マルチクラウドでデータを十分に活用できるGoogle Cloud
「Google Cloudは日本でも幅広い業種のお客さまに採用されるようになり、特にこの1年ではマルチクラウドでの利用を始めたり検討したりされるケースが急増している」
グーグル・クラウド・ジャパン 代表の平手智行氏は、同社が先頃オンラインで開いたメディア向けの事業戦略説明会で、こう強調した(写真1)。
写真1:グーグル・クラウド・ジャパン 代表の平手智行氏
記者会見の全容については速報記事をご覧いただくとして、本稿では「マルチクラウド」を巡る話題にフォーカスを当てたい。
確かに企業のIT環境においてはクラウド化が進み、用途に応じて複数のクラウドを利用するマルチクラウドも広がりつつあるが、平手氏の上記の発言はその需要が高まっていることを歓迎するかのような印象を受けた。

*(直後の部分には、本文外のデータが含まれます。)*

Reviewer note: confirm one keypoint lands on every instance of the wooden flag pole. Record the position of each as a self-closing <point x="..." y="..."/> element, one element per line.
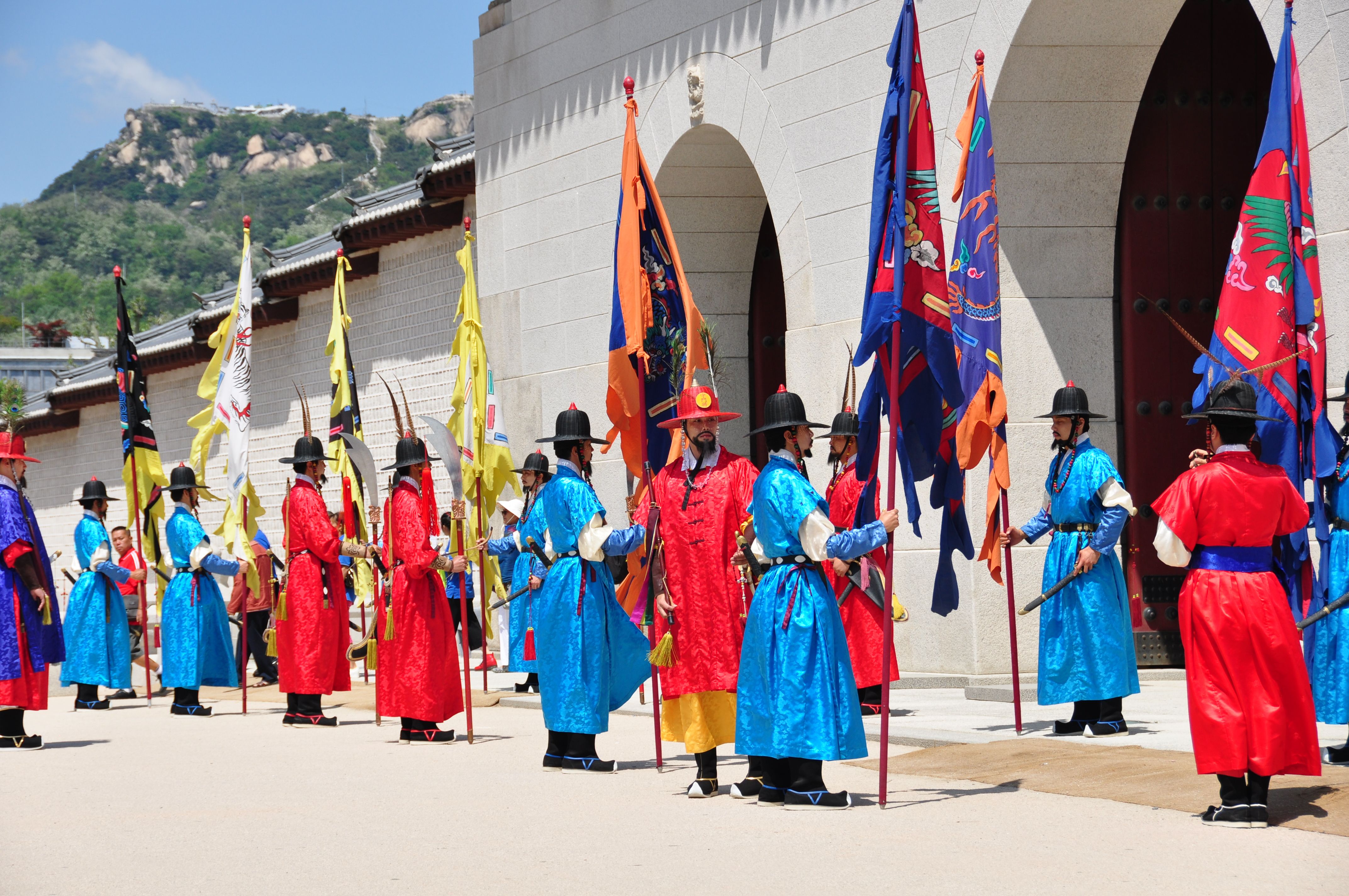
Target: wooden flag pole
<point x="1007" y="577"/>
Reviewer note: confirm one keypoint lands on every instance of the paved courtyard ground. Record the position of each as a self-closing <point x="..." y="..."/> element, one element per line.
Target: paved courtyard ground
<point x="134" y="801"/>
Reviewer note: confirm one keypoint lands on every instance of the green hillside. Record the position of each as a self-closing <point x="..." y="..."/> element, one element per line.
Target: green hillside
<point x="166" y="198"/>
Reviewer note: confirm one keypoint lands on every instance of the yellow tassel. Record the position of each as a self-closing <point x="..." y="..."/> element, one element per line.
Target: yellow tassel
<point x="663" y="654"/>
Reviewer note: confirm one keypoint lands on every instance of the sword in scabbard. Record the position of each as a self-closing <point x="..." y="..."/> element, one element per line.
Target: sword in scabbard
<point x="1062" y="584"/>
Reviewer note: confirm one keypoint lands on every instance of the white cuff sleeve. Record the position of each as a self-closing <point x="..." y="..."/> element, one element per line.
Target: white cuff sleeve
<point x="590" y="543"/>
<point x="815" y="534"/>
<point x="1113" y="496"/>
<point x="202" y="551"/>
<point x="1172" y="551"/>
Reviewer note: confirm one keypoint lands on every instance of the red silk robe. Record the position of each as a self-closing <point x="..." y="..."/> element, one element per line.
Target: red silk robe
<point x="1250" y="697"/>
<point x="703" y="582"/>
<point x="417" y="674"/>
<point x="312" y="640"/>
<point x="863" y="620"/>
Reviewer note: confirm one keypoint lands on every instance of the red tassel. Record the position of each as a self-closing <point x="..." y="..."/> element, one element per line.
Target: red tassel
<point x="349" y="511"/>
<point x="432" y="515"/>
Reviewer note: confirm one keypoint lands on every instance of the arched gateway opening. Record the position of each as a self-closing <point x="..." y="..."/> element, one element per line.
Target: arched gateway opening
<point x="1190" y="156"/>
<point x="718" y="210"/>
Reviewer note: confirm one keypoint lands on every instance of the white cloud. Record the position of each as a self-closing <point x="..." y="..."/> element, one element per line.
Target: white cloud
<point x="116" y="79"/>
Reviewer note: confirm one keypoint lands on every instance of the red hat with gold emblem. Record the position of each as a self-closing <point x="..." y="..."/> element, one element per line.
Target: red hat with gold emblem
<point x="697" y="403"/>
<point x="11" y="449"/>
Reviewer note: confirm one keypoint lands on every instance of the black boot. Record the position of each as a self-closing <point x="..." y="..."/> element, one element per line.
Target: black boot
<point x="87" y="698"/>
<point x="705" y="785"/>
<point x="187" y="702"/>
<point x="870" y="699"/>
<point x="1235" y="810"/>
<point x="580" y="758"/>
<point x="556" y="751"/>
<point x="1084" y="712"/>
<point x="308" y="713"/>
<point x="1258" y="794"/>
<point x="749" y="789"/>
<point x="778" y="778"/>
<point x="809" y="791"/>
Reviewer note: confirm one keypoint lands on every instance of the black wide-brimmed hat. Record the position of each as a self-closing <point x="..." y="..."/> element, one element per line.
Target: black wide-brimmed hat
<point x="308" y="449"/>
<point x="1231" y="399"/>
<point x="573" y="426"/>
<point x="1072" y="401"/>
<point x="845" y="424"/>
<point x="537" y="462"/>
<point x="95" y="490"/>
<point x="784" y="411"/>
<point x="1341" y="397"/>
<point x="409" y="451"/>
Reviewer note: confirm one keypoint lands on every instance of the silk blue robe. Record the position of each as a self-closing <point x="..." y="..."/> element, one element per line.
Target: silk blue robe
<point x="98" y="641"/>
<point x="1327" y="643"/>
<point x="591" y="658"/>
<point x="1086" y="633"/>
<point x="198" y="648"/>
<point x="795" y="694"/>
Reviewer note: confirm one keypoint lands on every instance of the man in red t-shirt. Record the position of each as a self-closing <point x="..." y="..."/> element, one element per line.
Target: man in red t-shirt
<point x="130" y="559"/>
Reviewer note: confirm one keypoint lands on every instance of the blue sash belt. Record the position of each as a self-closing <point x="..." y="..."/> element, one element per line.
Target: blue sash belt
<point x="1234" y="559"/>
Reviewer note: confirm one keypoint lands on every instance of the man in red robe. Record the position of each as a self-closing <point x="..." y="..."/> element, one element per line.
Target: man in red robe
<point x="1251" y="712"/>
<point x="416" y="647"/>
<point x="312" y="633"/>
<point x="863" y="620"/>
<point x="703" y="498"/>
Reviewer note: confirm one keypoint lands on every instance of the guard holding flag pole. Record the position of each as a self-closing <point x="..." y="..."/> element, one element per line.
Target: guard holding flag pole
<point x="703" y="498"/>
<point x="797" y="697"/>
<point x="30" y="619"/>
<point x="1251" y="709"/>
<point x="1086" y="639"/>
<point x="591" y="658"/>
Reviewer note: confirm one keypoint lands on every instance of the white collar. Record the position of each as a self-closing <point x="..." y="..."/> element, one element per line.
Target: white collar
<point x="691" y="461"/>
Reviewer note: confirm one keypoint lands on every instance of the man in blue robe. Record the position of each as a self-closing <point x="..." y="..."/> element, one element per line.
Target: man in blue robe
<point x="797" y="698"/>
<point x="1086" y="635"/>
<point x="591" y="658"/>
<point x="198" y="647"/>
<point x="98" y="637"/>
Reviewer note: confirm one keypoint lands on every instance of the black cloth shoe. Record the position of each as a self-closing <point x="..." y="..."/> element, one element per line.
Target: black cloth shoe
<point x="179" y="709"/>
<point x="21" y="743"/>
<point x="817" y="801"/>
<point x="304" y="720"/>
<point x="425" y="736"/>
<point x="1106" y="729"/>
<point x="587" y="766"/>
<point x="1227" y="815"/>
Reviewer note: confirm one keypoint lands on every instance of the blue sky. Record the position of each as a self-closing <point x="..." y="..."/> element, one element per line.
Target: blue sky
<point x="71" y="71"/>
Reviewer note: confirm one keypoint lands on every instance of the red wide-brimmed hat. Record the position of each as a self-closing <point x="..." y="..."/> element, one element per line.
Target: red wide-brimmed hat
<point x="11" y="449"/>
<point x="697" y="403"/>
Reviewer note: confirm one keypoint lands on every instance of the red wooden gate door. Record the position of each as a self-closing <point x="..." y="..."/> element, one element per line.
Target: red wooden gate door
<point x="1190" y="157"/>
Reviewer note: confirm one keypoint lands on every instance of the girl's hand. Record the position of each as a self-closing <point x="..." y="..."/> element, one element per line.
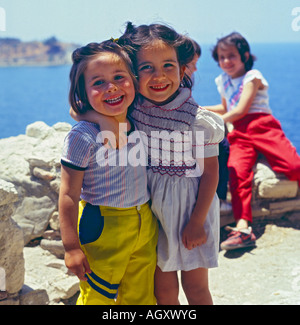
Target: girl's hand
<point x="77" y="263"/>
<point x="193" y="235"/>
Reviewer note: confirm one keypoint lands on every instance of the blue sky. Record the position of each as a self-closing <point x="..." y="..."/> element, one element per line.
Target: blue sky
<point x="83" y="21"/>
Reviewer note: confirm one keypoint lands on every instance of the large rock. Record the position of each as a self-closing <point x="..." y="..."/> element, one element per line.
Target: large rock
<point x="33" y="216"/>
<point x="272" y="185"/>
<point x="11" y="241"/>
<point x="32" y="163"/>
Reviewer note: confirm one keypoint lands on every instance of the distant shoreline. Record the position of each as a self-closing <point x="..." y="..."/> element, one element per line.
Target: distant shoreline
<point x="51" y="52"/>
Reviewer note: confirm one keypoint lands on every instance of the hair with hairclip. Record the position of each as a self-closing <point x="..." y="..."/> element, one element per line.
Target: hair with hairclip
<point x="142" y="36"/>
<point x="241" y="44"/>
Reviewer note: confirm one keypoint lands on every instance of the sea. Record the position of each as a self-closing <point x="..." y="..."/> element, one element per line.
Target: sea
<point x="29" y="94"/>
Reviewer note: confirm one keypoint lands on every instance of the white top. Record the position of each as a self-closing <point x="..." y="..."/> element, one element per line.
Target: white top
<point x="173" y="184"/>
<point x="231" y="90"/>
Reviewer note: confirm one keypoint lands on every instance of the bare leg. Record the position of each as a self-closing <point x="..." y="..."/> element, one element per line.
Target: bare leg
<point x="166" y="287"/>
<point x="195" y="286"/>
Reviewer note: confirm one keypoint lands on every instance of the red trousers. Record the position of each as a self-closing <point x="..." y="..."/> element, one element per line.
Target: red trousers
<point x="253" y="134"/>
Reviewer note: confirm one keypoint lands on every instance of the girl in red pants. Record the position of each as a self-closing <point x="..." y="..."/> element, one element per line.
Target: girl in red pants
<point x="245" y="104"/>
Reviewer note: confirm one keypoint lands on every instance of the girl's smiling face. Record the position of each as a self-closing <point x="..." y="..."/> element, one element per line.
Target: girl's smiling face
<point x="230" y="61"/>
<point x="159" y="72"/>
<point x="109" y="86"/>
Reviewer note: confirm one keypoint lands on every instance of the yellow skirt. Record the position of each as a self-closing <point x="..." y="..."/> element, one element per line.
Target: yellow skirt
<point x="120" y="245"/>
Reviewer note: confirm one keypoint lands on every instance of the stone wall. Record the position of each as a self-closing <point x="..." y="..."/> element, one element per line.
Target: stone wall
<point x="31" y="251"/>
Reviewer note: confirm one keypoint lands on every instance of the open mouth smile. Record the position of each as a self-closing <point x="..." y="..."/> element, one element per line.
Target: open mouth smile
<point x="159" y="88"/>
<point x="114" y="101"/>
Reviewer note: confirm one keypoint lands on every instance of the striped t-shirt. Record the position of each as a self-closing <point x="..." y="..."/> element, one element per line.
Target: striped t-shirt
<point x="111" y="177"/>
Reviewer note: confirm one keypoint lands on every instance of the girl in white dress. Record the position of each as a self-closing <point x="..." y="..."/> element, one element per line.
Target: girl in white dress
<point x="182" y="182"/>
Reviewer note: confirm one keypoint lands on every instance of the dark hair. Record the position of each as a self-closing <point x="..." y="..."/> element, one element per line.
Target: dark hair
<point x="237" y="40"/>
<point x="197" y="48"/>
<point x="81" y="57"/>
<point x="144" y="35"/>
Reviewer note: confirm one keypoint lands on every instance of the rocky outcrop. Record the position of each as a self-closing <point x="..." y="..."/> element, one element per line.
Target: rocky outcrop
<point x="29" y="227"/>
<point x="31" y="251"/>
<point x="273" y="195"/>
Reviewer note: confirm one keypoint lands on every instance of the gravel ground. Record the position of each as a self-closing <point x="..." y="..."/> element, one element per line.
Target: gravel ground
<point x="268" y="274"/>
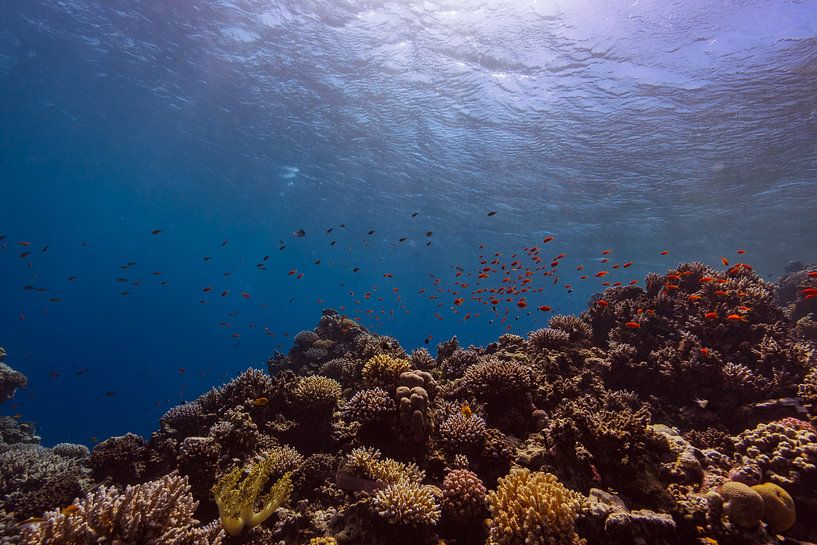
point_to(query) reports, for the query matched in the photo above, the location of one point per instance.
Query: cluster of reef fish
(647, 419)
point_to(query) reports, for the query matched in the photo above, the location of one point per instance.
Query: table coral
(533, 508)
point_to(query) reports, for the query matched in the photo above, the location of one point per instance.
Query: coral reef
(10, 379)
(689, 427)
(154, 513)
(533, 508)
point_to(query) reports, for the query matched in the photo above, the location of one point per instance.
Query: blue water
(633, 126)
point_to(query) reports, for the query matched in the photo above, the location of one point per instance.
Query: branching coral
(533, 508)
(369, 406)
(155, 513)
(464, 496)
(383, 371)
(407, 502)
(237, 493)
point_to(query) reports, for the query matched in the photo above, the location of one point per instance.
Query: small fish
(70, 510)
(31, 520)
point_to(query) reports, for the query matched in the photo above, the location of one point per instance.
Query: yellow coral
(778, 507)
(383, 371)
(533, 508)
(236, 497)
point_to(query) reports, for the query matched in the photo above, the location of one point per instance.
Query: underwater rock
(10, 379)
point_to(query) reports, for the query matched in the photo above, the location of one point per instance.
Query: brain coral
(742, 505)
(778, 507)
(464, 496)
(407, 502)
(383, 371)
(533, 508)
(497, 379)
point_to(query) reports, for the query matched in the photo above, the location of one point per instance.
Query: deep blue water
(632, 126)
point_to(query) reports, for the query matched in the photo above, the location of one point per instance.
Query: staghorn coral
(10, 380)
(463, 433)
(367, 463)
(369, 406)
(383, 371)
(71, 450)
(317, 393)
(574, 326)
(533, 508)
(548, 339)
(409, 503)
(122, 459)
(237, 493)
(420, 358)
(464, 496)
(155, 513)
(497, 380)
(184, 420)
(786, 455)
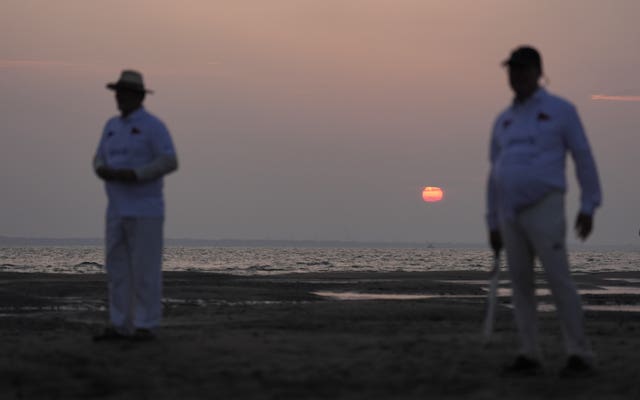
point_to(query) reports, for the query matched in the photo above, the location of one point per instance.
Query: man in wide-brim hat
(134, 154)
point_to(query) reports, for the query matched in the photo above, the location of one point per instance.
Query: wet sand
(271, 337)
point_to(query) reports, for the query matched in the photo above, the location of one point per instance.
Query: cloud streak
(34, 63)
(605, 97)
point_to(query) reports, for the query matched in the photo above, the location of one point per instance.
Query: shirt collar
(134, 115)
(538, 95)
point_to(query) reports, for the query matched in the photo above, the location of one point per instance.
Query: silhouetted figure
(526, 188)
(134, 153)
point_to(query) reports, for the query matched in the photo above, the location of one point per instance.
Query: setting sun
(432, 194)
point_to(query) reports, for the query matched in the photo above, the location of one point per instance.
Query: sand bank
(228, 337)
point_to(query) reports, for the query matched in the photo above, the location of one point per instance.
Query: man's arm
(495, 239)
(586, 173)
(165, 160)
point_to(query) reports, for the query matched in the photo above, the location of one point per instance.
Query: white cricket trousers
(134, 270)
(540, 231)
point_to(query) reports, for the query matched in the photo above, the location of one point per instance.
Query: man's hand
(125, 175)
(122, 175)
(584, 225)
(495, 240)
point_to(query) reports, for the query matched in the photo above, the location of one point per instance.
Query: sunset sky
(307, 119)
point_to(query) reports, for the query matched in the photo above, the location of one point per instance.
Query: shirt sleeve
(586, 171)
(164, 155)
(99, 158)
(492, 196)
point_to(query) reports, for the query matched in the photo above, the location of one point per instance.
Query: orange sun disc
(432, 194)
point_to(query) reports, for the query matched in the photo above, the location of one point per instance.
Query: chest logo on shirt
(543, 117)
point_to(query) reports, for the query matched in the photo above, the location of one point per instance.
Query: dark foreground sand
(228, 337)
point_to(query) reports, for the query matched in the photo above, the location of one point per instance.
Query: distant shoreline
(12, 241)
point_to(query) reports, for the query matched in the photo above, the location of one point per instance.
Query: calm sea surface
(273, 260)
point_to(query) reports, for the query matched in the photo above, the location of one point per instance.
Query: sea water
(278, 260)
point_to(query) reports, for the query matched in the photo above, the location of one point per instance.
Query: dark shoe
(109, 334)
(577, 367)
(523, 366)
(143, 335)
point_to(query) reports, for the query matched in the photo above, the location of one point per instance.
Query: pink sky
(305, 119)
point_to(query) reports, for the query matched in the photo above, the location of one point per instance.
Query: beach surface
(398, 336)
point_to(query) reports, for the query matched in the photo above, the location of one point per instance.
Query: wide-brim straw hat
(129, 80)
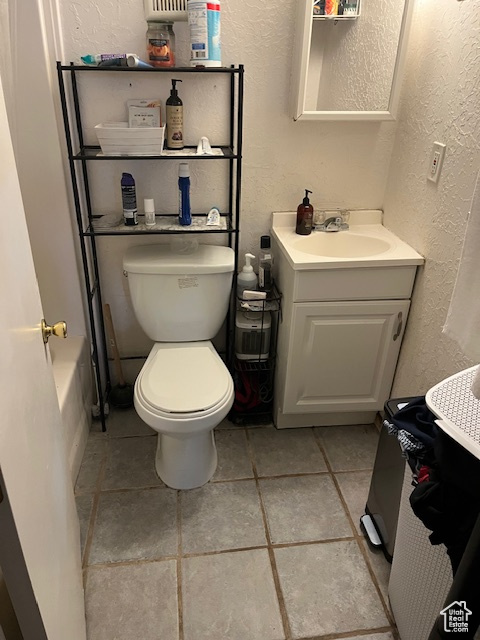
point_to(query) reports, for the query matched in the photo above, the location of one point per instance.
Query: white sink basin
(367, 243)
(341, 244)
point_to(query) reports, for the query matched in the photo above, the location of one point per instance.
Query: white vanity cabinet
(342, 355)
(339, 339)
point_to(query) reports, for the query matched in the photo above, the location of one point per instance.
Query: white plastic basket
(165, 10)
(117, 138)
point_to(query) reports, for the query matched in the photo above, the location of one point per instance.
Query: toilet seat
(181, 382)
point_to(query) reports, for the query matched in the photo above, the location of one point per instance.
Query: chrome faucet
(334, 223)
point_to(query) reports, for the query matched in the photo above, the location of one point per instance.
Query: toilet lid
(185, 379)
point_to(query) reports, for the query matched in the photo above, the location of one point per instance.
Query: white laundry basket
(421, 574)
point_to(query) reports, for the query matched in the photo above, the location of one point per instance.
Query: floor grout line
(273, 564)
(179, 566)
(347, 635)
(358, 538)
(125, 563)
(93, 514)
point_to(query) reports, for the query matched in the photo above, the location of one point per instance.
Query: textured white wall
(343, 163)
(39, 156)
(440, 102)
(359, 58)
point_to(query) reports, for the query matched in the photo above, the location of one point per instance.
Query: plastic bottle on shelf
(149, 210)
(129, 199)
(161, 44)
(174, 113)
(184, 212)
(265, 268)
(247, 278)
(304, 216)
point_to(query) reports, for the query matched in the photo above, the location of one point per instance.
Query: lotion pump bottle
(246, 279)
(174, 113)
(304, 216)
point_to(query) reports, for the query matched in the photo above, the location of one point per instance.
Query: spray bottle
(184, 213)
(246, 279)
(174, 113)
(129, 199)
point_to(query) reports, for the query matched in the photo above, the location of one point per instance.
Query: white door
(32, 458)
(342, 355)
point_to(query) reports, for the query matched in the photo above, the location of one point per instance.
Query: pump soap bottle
(246, 279)
(304, 216)
(174, 112)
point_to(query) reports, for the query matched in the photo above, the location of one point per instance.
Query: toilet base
(186, 463)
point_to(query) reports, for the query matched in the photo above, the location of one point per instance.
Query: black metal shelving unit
(80, 157)
(254, 377)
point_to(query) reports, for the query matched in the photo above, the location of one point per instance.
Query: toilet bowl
(183, 392)
(181, 297)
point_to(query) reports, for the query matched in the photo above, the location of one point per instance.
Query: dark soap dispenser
(304, 216)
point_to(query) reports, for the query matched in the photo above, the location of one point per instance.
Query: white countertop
(362, 223)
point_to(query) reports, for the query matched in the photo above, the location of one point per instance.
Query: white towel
(463, 318)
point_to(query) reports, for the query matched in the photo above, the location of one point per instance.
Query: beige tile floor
(270, 549)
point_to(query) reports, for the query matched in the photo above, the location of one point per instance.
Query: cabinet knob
(399, 326)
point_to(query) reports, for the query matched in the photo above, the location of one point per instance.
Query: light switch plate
(436, 161)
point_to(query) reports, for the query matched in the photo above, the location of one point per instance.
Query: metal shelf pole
(83, 250)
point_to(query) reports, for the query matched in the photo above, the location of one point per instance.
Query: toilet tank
(179, 297)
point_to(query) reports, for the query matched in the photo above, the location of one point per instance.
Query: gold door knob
(59, 329)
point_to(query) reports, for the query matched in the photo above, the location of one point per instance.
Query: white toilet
(184, 389)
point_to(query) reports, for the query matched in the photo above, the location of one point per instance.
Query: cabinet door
(342, 355)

その感覚は見事に当たっていた。同氏は上記の発言に続けて、次のように述べた。
「Google Cloudが提供するデータクラウドとしての機能は、分散されているデータの収集から統合、分析、そして機械学習などの人工知能(AI)活用まで、組織で最大限のビジネス価値を生み出すことを可能にする。例えば、Google Cloudや他社のクラウド上にある多種多様なデータを管理するための高度なソリューションを提供し、優れたスケールやスピード、セキュリティ、信頼性によって、それらのデータを高度なAIを用いて分析処理して的確なインサイトを導くことができる」
「例えば…他社のクラウド上にある…」とサラリと述べているが、上記の発言はまさしく「マルチクラウドでデータを十分に活用したいならGoogle Cloudをデータ活用基盤にすべき」とのメッセージだ。
ちなみに、平手氏はGoogle Cloudのデータクラウド機能を説明する際、「データクラウドが選ばれる理由」として表1を示した。見ていただくとお分かりのように、上記の発言はこの表の内容を取りまとめたものである。